I was delighted by the opening number, a witty ditty that depicts the Astor and Rockefeller-type Manhattan bluebloods so pinched by the Depression that they've taken to dining and schmoozing at the Automat. By the second number, a dynamite little "forget your troubles" tapdance that showcased wonderful Jeffry Denman and Meredith Patterson all but gliding on air, I was almost giddy with pleasure. I fell positively and officially in love with this show by the third number, a mock-patriotic spoof that promotes thrift in tough times (Why give three cheers when two will do?/Let's cheer the red and the white but not the blue!) Where in the world has this spiffy, clever, tuneful little Irving Berlin backstage musical been hiding?
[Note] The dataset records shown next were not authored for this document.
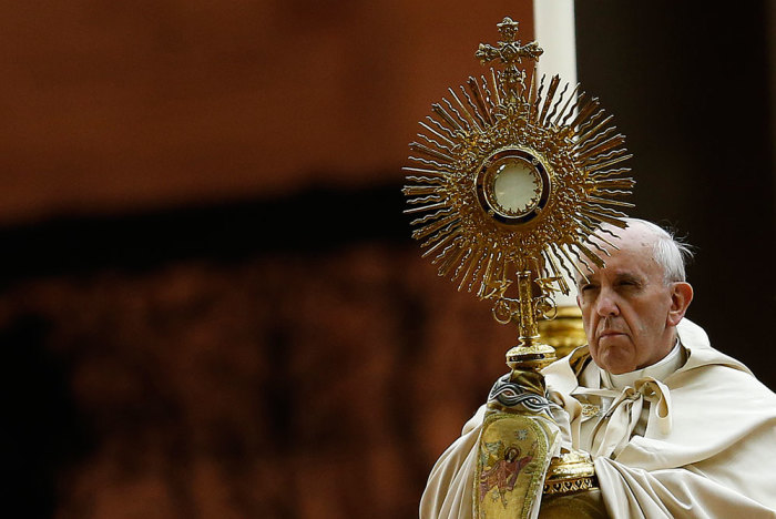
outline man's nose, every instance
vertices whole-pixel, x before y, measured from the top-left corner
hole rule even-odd
[[[602,317],[620,315],[620,306],[617,306],[615,294],[611,291],[602,289],[595,302],[595,312]]]

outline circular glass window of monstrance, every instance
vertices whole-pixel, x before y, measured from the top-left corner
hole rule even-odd
[[[477,176],[477,196],[497,222],[524,224],[535,218],[550,196],[544,164],[524,150],[504,150],[489,156]]]

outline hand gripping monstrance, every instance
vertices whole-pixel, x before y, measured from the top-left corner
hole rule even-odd
[[[542,488],[547,495],[591,482],[584,460],[558,457],[539,373],[555,356],[539,340],[537,322],[551,317],[554,293],[569,293],[565,278],[604,265],[601,244],[614,245],[600,224],[625,226],[619,208],[632,204],[620,199],[634,181],[621,176],[631,155],[598,99],[579,85],[560,88],[558,75],[537,84],[535,63],[528,73],[518,65],[535,62],[542,49],[521,44],[510,18],[498,28],[502,40],[480,44],[476,57],[500,70],[470,77],[431,105],[410,144],[418,156],[405,167],[404,193],[423,257],[459,291],[493,301],[497,320],[518,325],[518,346],[507,353],[511,373],[488,403],[472,505],[474,517],[513,518],[535,516]]]

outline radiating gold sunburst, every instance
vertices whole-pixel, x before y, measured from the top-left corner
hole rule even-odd
[[[423,256],[459,291],[502,299],[518,272],[532,271],[543,289],[552,281],[568,292],[562,273],[603,265],[600,223],[625,226],[619,208],[632,204],[620,199],[634,181],[621,175],[631,155],[598,99],[561,88],[557,75],[535,86],[535,67],[527,74],[517,64],[543,51],[521,45],[511,19],[498,27],[503,41],[476,55],[504,69],[448,89],[420,122],[405,167],[406,213],[418,215],[412,236]]]

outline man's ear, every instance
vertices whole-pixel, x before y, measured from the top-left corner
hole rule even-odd
[[[690,283],[676,282],[671,286],[671,308],[668,309],[668,325],[676,326],[684,313],[687,312],[693,301],[693,287]]]

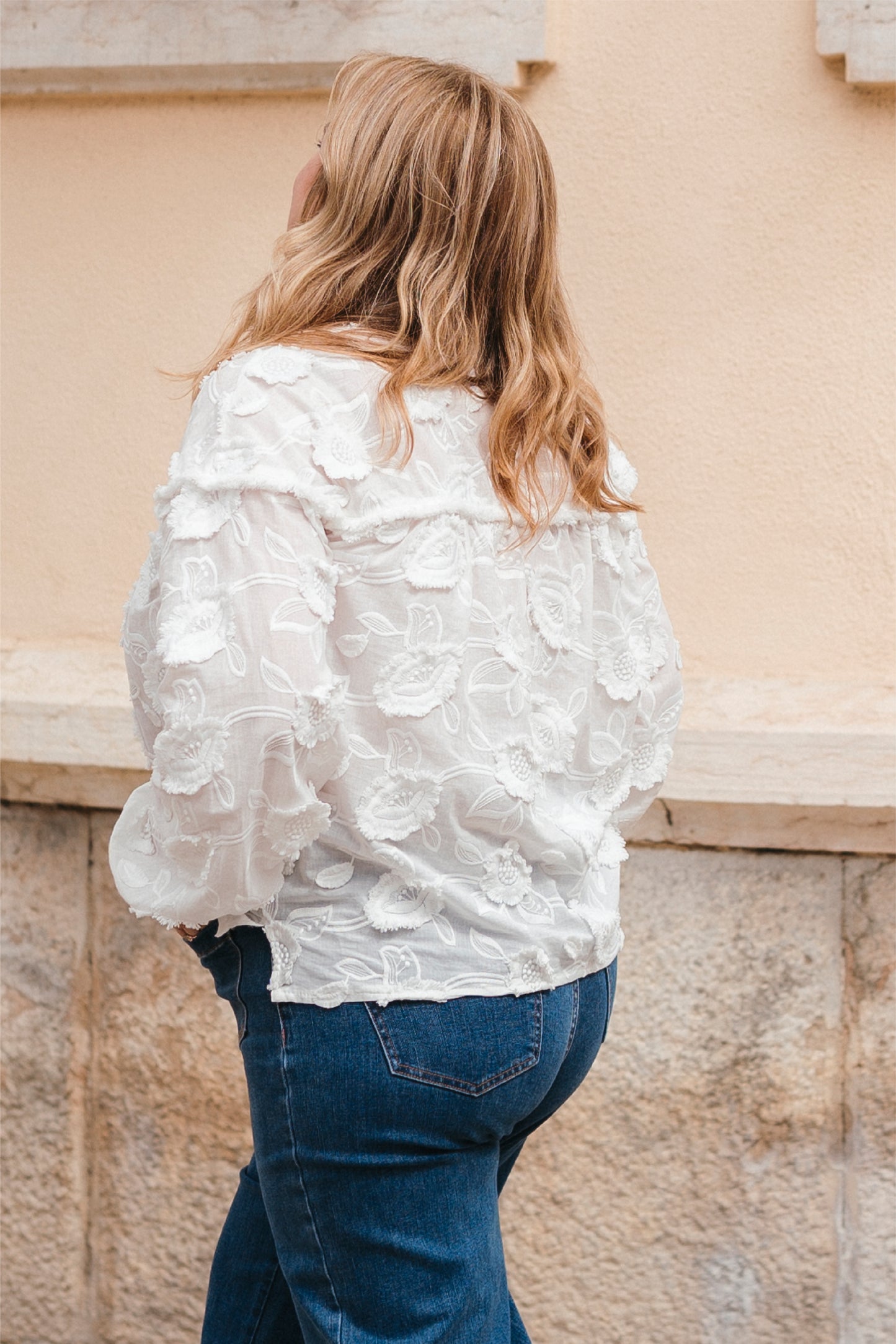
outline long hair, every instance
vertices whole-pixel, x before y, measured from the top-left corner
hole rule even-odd
[[[559,276],[553,171],[519,102],[465,66],[355,56],[333,85],[321,160],[193,395],[258,345],[349,352],[388,372],[386,452],[412,449],[406,387],[461,383],[492,403],[492,482],[524,535],[564,497],[638,508],[607,477],[603,406]]]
And how has Encores! managed to do it so wonderfully right, from the flawless casting to the spare but stylishly evocative sets to the pulse-quickening orchestrations? Judy Kaye, Walter Bobbie, Mylinda Hull, Eddie Korbich, Felicia Finley, and so on: there isn't a bum performance in the bunch, and every performer is on the same page of era-specificity and accuracy. If the stated mission of Encores! - to mount concert productions of little-known musicals which respect the material - is the kind of thing you like, then Face The Music is the kind of thing you will love. The time machine has coughed up a diamond.